The last book in Ceravolo’s lifetime to see print, in 1982 by Kulchur Foundation, was Millenium Dust. Many of the poems in the book are interrogative, showing concern for the fate of man and his soul. For instance, “Cross Fire” ends with this question:
What have I gained
by lying in this abyss,
waiting for the masonry
to show a little slit
for my soul to get through?
In this book, Ceravolo also moves away from the fanciful wonder that many would associate with his earlier work. In its place, there seems to be a sense of resignation, but instead is actually a wonder grounded in what one can know and what one cannot, as seen in the first two stanzas of “Longer Trip”:
I found out
that the ducks on the ocean
are ospreys resting
on their longer trip.
To where? I don’t know.
My son said
a kite can reach the full moon,
and a sea gull can,
and a bullet can,
but he wasn’t kidding.
The Ceravolo of the 1960s most likely would have not included the last line. Tonally, and this grows more apparent the longer one spends with Millenium Dust, the poems are richer than the early Ceravolo. Does this mean that one period of the poet’s work is more rewarding than another? No. Ceravolo’s concerns changed, as anyone’s would over the course of a life. Just because the nature of the poet’s fancy changes does not mean the poet has lost his stuff. Complexity is not static. And neither should the poet be.
If one needs further proof that Ceravolo was kinetic in his work, the editors have included Mad Angels, which like The Hellgate was in handwritten manuscript until now. This book contains poems written in the last twelve years of Ceravolo’s life; he died September 4, 1988 from bile duct cancer at midlife.

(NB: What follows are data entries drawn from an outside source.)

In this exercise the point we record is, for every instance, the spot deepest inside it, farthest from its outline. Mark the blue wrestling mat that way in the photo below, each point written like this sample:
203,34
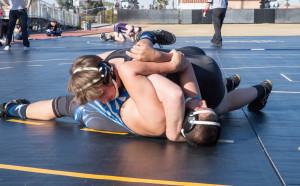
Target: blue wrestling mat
261,149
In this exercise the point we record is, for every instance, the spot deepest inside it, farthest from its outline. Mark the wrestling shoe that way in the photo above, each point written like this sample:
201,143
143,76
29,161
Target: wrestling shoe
4,107
103,37
110,38
161,37
260,102
7,47
233,82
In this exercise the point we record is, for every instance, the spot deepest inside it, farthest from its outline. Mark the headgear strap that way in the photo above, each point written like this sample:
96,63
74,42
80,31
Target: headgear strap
106,71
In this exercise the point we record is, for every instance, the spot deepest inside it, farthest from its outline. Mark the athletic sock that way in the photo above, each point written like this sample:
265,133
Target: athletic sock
18,110
260,91
147,36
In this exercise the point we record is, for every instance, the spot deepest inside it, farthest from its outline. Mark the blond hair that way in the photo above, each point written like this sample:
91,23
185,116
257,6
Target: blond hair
85,84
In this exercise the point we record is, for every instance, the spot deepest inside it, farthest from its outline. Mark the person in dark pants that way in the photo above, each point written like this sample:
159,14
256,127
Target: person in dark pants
219,8
51,29
18,10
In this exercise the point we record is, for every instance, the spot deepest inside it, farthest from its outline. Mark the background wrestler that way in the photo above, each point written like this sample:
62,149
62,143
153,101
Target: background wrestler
173,134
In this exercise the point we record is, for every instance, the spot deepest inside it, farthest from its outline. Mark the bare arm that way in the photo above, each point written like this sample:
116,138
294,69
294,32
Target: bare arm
143,51
28,4
5,4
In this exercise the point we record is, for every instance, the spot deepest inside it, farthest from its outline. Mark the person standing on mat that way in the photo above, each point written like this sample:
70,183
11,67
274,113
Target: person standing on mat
52,30
219,8
18,10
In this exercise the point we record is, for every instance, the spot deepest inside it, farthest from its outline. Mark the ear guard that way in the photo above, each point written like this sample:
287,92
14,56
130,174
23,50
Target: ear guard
192,119
106,73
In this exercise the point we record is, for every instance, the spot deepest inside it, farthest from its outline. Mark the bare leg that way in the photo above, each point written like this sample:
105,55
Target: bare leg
41,110
173,104
119,37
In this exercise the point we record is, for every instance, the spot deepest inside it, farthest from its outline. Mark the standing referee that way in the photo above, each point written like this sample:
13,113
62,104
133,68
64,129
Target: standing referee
218,14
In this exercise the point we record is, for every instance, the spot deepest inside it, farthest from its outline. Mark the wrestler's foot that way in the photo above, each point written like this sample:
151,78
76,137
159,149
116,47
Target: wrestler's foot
4,107
103,37
160,37
110,38
233,82
260,102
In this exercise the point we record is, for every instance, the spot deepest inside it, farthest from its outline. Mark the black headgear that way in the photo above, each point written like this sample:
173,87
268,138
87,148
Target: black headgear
106,73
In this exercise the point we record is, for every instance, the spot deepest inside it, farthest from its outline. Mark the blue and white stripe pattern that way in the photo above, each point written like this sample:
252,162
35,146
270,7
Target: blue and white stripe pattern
110,110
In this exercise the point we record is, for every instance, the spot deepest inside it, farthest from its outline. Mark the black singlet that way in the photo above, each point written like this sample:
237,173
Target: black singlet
207,72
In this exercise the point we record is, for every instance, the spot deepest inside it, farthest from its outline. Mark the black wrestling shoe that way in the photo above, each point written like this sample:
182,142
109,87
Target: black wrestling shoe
110,38
234,82
260,102
103,37
161,37
4,107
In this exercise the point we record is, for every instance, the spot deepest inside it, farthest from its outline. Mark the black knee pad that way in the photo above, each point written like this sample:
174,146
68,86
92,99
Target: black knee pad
64,106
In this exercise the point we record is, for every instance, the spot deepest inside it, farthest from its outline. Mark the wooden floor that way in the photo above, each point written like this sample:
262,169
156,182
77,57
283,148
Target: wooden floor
260,149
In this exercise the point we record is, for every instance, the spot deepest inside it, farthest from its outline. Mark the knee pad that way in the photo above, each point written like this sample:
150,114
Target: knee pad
64,106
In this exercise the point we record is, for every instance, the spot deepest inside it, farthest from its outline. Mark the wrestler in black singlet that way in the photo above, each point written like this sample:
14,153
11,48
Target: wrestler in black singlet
207,72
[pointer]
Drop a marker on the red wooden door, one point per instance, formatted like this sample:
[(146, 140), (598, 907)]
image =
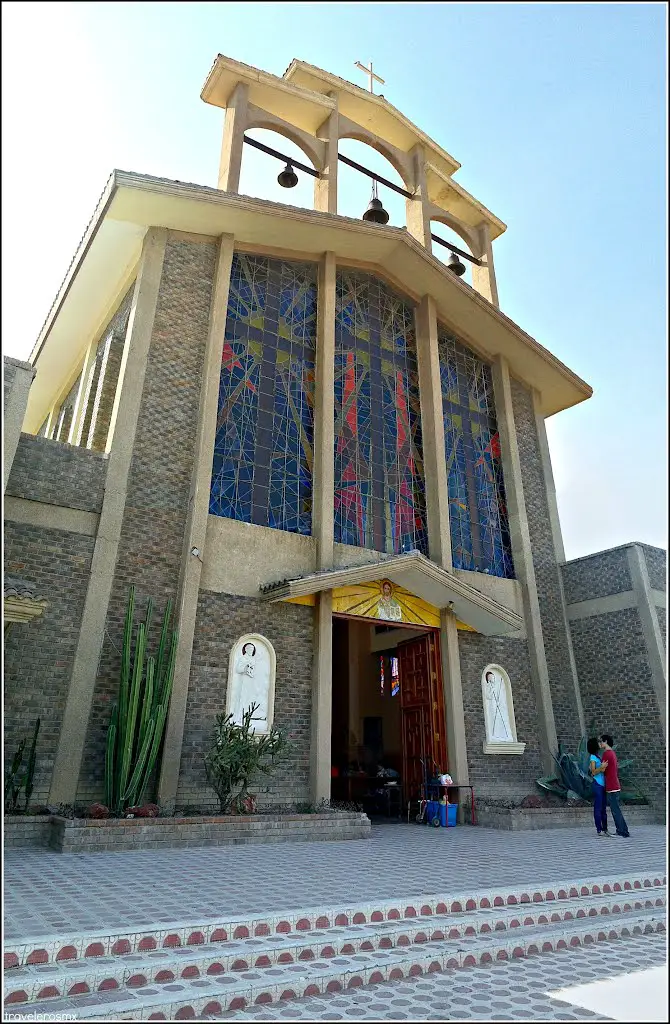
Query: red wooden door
[(422, 711)]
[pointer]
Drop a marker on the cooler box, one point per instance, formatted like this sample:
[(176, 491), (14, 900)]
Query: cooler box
[(432, 811)]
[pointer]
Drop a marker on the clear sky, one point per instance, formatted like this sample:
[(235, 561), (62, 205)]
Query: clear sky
[(556, 113)]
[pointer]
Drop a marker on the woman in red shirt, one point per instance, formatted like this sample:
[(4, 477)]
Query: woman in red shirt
[(612, 783)]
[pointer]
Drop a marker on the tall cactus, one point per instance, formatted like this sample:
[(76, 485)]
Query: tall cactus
[(138, 718)]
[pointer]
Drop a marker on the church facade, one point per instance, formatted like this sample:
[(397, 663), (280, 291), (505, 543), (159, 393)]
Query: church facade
[(330, 453)]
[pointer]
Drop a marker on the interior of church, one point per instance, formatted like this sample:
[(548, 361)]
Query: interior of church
[(367, 723)]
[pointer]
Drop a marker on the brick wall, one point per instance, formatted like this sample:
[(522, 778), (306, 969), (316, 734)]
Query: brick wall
[(9, 372), (596, 576), (105, 377), (661, 615), (56, 473), (499, 775), (39, 654), (221, 620), (656, 566), (155, 516), (618, 692), (554, 627)]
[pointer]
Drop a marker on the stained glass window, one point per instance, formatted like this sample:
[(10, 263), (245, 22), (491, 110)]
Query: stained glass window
[(395, 677), (476, 495), (263, 451), (379, 485)]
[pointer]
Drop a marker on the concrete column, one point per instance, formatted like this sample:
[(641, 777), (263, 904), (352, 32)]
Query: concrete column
[(549, 484), (326, 186), (322, 698), (484, 278), (648, 619), (451, 677), (440, 544), (89, 645), (81, 401), (100, 432), (323, 529), (522, 555), (323, 469), (417, 208), (559, 551), (434, 458), (191, 569), (235, 126), (13, 414)]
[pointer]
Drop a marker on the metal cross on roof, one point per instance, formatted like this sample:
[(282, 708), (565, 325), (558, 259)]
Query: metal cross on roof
[(371, 75)]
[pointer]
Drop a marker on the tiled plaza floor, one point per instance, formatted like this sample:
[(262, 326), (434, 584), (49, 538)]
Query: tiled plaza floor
[(48, 892), (519, 990)]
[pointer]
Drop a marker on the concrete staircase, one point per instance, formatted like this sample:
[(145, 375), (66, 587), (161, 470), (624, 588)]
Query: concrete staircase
[(196, 970)]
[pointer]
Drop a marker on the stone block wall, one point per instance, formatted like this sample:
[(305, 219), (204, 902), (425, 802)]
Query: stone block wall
[(56, 473), (547, 570), (618, 692), (9, 373), (656, 559), (39, 655), (157, 504), (491, 774), (600, 574), (221, 620)]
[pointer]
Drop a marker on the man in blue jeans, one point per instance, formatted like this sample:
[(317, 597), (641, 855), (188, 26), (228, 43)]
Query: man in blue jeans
[(612, 783), (599, 796)]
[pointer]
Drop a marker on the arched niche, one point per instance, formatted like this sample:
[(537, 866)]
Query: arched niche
[(498, 706), (259, 170), (354, 188)]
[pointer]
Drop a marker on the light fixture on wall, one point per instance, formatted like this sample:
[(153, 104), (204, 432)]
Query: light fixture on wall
[(288, 178), (454, 264), (375, 214)]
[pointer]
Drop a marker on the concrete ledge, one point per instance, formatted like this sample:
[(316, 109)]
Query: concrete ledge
[(518, 818), (26, 829), (91, 836)]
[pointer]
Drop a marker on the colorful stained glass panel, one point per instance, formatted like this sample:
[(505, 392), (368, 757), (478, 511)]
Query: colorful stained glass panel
[(263, 452), (379, 485), (476, 495)]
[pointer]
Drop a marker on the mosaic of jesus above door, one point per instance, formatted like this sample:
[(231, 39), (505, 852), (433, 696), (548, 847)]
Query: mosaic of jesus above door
[(383, 601)]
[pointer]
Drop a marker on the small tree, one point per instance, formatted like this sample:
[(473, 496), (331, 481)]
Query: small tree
[(238, 756)]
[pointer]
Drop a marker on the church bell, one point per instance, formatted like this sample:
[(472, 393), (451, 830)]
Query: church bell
[(375, 214), (288, 178), (455, 265)]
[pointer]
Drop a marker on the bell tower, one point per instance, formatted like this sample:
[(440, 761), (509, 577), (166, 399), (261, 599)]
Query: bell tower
[(316, 110)]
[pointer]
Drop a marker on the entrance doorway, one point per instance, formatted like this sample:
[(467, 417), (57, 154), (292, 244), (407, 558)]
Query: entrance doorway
[(388, 713)]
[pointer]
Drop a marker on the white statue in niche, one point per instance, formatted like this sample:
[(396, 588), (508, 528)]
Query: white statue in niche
[(251, 680), (499, 722)]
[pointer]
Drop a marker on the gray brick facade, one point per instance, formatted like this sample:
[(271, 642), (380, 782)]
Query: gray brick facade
[(656, 566), (56, 473), (596, 576), (615, 677), (39, 654), (510, 776), (618, 692), (221, 620), (662, 616), (547, 571), (154, 522), (8, 375)]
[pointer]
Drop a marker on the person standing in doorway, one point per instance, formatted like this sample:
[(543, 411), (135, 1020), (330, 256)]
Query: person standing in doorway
[(599, 796), (612, 784)]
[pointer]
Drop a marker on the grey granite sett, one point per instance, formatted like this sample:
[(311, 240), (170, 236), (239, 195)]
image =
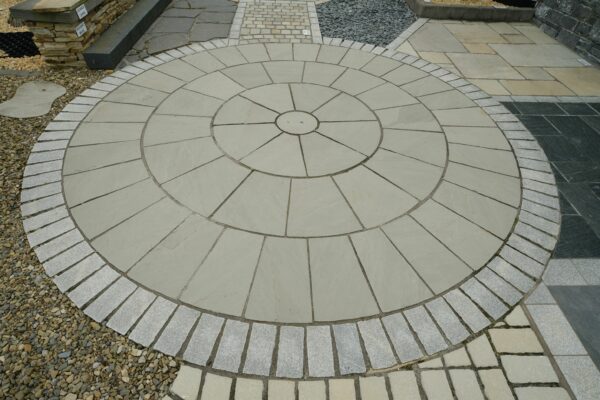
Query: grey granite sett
[(259, 355), (108, 301), (203, 339), (152, 322), (376, 343), (484, 298), (499, 286), (44, 218), (543, 239), (290, 356), (40, 168), (539, 223), (58, 245), (41, 179), (92, 286), (402, 338), (231, 346), (454, 330), (426, 330), (77, 273), (176, 331), (70, 257), (521, 261), (50, 231), (467, 310), (347, 343), (124, 318), (319, 351)]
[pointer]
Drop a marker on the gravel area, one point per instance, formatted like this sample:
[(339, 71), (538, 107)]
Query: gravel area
[(377, 22), (48, 348)]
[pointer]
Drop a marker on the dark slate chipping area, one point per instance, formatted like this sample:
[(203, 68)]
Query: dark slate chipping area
[(377, 22), (569, 133), (580, 304)]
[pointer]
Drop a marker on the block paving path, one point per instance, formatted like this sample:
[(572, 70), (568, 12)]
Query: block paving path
[(291, 210)]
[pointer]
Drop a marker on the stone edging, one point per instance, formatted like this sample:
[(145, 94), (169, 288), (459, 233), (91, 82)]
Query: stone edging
[(325, 350)]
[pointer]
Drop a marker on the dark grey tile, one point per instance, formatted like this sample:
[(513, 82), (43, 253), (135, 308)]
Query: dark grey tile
[(538, 125), (577, 239), (580, 304), (539, 108), (577, 109)]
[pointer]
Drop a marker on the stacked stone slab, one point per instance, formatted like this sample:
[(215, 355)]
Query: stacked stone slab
[(575, 23), (53, 24)]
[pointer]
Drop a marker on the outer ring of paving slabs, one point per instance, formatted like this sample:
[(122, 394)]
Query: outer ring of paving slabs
[(213, 330)]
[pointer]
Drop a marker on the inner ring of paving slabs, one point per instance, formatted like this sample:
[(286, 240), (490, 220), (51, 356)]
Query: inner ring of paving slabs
[(183, 180)]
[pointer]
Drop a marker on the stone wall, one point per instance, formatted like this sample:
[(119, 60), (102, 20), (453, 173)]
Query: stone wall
[(575, 23), (59, 44)]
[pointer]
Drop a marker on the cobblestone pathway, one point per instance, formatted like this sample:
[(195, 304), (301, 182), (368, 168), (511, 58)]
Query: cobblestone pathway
[(305, 218)]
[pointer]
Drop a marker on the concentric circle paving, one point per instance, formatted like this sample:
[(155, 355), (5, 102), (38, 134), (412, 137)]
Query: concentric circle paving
[(302, 185)]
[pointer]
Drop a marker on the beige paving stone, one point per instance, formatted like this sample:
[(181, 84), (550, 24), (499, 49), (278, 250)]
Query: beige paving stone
[(331, 258), (465, 384), (490, 86), (488, 213), (481, 352), (353, 134), (521, 340), (492, 138), (483, 66), (537, 55), (373, 388), (216, 387), (495, 385), (479, 48), (281, 288), (429, 147), (281, 390), (404, 385), (373, 199), (435, 37), (474, 245), (259, 205), (205, 188), (394, 282), (534, 73), (426, 254), (536, 88), (582, 81), (312, 390), (415, 177), (457, 358), (317, 208), (435, 57), (341, 389), (170, 128), (474, 33), (125, 244), (168, 267), (248, 389), (436, 385), (528, 369), (223, 279), (240, 140)]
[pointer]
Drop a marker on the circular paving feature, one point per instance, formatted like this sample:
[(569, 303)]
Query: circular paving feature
[(303, 185)]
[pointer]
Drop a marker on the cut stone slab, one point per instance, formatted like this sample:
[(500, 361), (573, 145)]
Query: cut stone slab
[(32, 99)]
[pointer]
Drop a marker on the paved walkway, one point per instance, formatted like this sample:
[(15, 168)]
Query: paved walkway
[(279, 213)]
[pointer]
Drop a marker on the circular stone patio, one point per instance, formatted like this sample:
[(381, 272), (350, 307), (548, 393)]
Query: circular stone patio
[(265, 190)]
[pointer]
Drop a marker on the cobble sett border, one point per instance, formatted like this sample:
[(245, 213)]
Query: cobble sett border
[(226, 344)]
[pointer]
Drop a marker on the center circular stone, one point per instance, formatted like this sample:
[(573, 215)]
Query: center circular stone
[(297, 122)]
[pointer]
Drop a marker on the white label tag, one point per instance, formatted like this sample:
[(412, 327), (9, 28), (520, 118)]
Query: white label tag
[(81, 11), (80, 29)]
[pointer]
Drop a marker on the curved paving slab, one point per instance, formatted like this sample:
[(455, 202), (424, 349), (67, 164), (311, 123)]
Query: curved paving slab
[(290, 210)]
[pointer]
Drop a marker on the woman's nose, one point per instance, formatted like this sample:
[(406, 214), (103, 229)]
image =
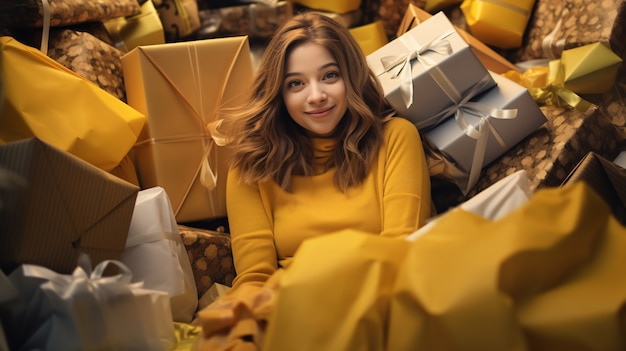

Where the poet may have been oblique with story in his early work, he does not shy away from directness in these late poems. “Darkness Ode,” from March 26, 1986, begins with a narrative of remembrance:
He was in his 70s then
and he told me that 25 years
before then the doctors told him
he had only a year to live.
As the poem progresses the reader learns that Ceravolo knew this man, a black custodian at CCNY, when the poet was 19 or 20. While “Darkness Ode” may feel as if the poet was eulogizing his own life, this is largely coincidental, as it seems that his death was not imminently expected. Ceravolo goes on in the poem to call the custodian “noble and one of the great men.” In the details that follow are possibly Ceravolo’s preoccupations, embodied in this man:
I remember him as if he were here
leaning on the dust mop
every word relating to life.
I think it was he
who got me through the first 2 years.
Remember him in the daylight
as he reaffirmed my feeling that there was spirit.
From Transmigration Solo to Mad Angels, Ceravolo kept returning to life and spirit. He married, had a family, engineered roads, and wrote poems, all these more or less the concerns of a life. All the while, Ceravolo wrestled with suffering and salvation, whether in the imagined primeval of Fits of Dawn or the questioning ofMillenium Dust. These concerns cause Ceravolo to stand a bit apart from New York School compatriots such as Ted Berrigan and Ron Padgett. As word of Ceravolo’s work spreads, thanks to the publication of the Collected Poems, it will be interesting to see how much the poet’s spiritual concerns matter to his readers when so much of what has drawn readers in over the years is his playful disregard for typical syntax and the feeling that Ceravolo could say anything and it would sound wonderful. For this reader, the poet cannot be broken into parts. Without spirit one cannot have the concerns of a life.